Former DGB chairman: Dieter Schulte died

Status: 03.09.2022 23:13

As chairman, Schulte reformed the DGB and was considered a tough but pragmatic negotiator. His course was not without controversy within the unions. He has now died at the age of 82.

The longtime chairman of the German Trade Union Confederation (DGB), Dieter Schulte, is dead. He died on Saturday night at the age of 82, as the DGB announced on its website. Schulte led the trade union federation from 1994 to 2002.

Born in Duisburg, he grew up in a working class household and trained as a bricklayer. In 1959 he switched from construction to the steel industry and worked his way up from burner to quality observer at Thyssen before pursuing a career as a trade unionist.

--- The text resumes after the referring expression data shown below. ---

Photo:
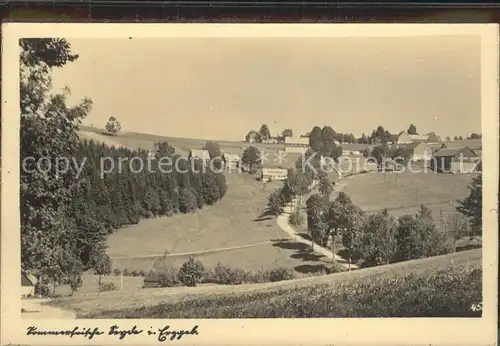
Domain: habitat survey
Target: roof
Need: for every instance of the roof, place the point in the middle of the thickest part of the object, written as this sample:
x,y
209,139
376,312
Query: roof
x,y
201,153
472,144
297,140
355,146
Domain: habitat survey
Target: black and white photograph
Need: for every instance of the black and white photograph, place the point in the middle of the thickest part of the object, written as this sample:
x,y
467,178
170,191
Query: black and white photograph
x,y
193,177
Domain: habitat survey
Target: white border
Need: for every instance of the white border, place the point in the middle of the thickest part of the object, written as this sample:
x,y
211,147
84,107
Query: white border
x,y
253,331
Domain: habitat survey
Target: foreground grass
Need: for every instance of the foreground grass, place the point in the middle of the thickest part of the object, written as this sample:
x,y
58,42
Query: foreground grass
x,y
429,290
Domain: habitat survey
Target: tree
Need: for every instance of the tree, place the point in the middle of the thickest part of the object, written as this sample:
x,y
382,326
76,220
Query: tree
x,y
287,133
113,126
251,157
163,149
417,237
264,132
276,202
348,221
191,272
378,243
297,185
364,139
101,263
472,206
49,240
213,149
412,130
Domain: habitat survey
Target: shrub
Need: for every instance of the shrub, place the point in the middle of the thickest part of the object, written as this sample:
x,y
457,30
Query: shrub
x,y
107,287
169,277
280,274
296,218
191,272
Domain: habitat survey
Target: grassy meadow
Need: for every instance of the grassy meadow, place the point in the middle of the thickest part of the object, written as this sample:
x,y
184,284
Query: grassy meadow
x,y
403,193
437,286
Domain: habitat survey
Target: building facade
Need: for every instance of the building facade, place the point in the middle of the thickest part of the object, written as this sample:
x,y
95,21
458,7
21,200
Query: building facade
x,y
296,145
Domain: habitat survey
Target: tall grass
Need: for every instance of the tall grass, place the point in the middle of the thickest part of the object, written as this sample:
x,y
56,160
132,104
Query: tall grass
x,y
448,292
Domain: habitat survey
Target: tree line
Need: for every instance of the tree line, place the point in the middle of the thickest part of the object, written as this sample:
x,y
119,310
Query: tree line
x,y
66,216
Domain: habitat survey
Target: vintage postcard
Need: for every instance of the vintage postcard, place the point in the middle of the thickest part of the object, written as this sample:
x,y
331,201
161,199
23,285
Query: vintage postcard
x,y
249,184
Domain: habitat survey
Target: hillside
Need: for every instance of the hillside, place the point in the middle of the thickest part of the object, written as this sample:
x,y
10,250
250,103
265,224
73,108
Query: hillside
x,y
418,284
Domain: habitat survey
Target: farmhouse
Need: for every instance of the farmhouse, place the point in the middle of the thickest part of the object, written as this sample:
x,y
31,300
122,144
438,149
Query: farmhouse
x,y
231,161
472,144
199,154
416,151
296,145
354,149
28,283
458,160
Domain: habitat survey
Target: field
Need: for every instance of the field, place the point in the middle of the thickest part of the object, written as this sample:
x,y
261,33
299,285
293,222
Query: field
x,y
182,145
403,193
413,288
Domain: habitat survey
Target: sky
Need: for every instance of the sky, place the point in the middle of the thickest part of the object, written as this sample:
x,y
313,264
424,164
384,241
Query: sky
x,y
221,88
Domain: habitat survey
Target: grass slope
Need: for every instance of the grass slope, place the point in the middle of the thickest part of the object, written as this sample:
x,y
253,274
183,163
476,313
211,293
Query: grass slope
x,y
403,193
438,286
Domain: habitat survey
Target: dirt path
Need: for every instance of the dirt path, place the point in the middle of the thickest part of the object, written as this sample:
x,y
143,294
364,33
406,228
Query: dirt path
x,y
38,309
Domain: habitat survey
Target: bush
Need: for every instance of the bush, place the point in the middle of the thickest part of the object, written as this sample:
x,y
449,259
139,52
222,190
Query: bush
x,y
276,202
169,277
191,272
296,218
107,287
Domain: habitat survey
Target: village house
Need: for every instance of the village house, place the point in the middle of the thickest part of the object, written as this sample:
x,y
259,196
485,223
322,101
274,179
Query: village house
x,y
405,138
456,160
253,137
199,154
416,151
296,145
28,283
231,161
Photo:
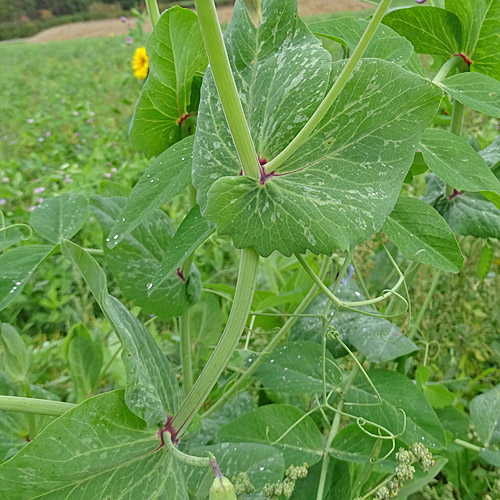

He was considered pragmatic, diplomatically skilled and a tough negotiator in collective bargaining disputes.

Schulte was considered a reformer in the DGB

In 1994 he was elected head of the DGB after his predecessor Heinz-Werner Meyer died. Within the trade union federation, he strengthened the role of the DGB in relation to the individual trade unions.

Schulte was praised from outside for his pragmatism and his willingness to talk about issues that were critical for the unions, such as reduced working hours without wage compensation, Saturday work and temporary contracts – but he was also criticized within the DGB. Union representatives agreed with the then Chancellor Gerhard Schröder and employers’ president Dieter Hundt on restrained wage demands and the redistribution of work in the fight against unemployment.

After his second term, Schulte did not run again. In 2003 he became deputy chairman of the SPD-affiliated Friedrich Ebert Foundation.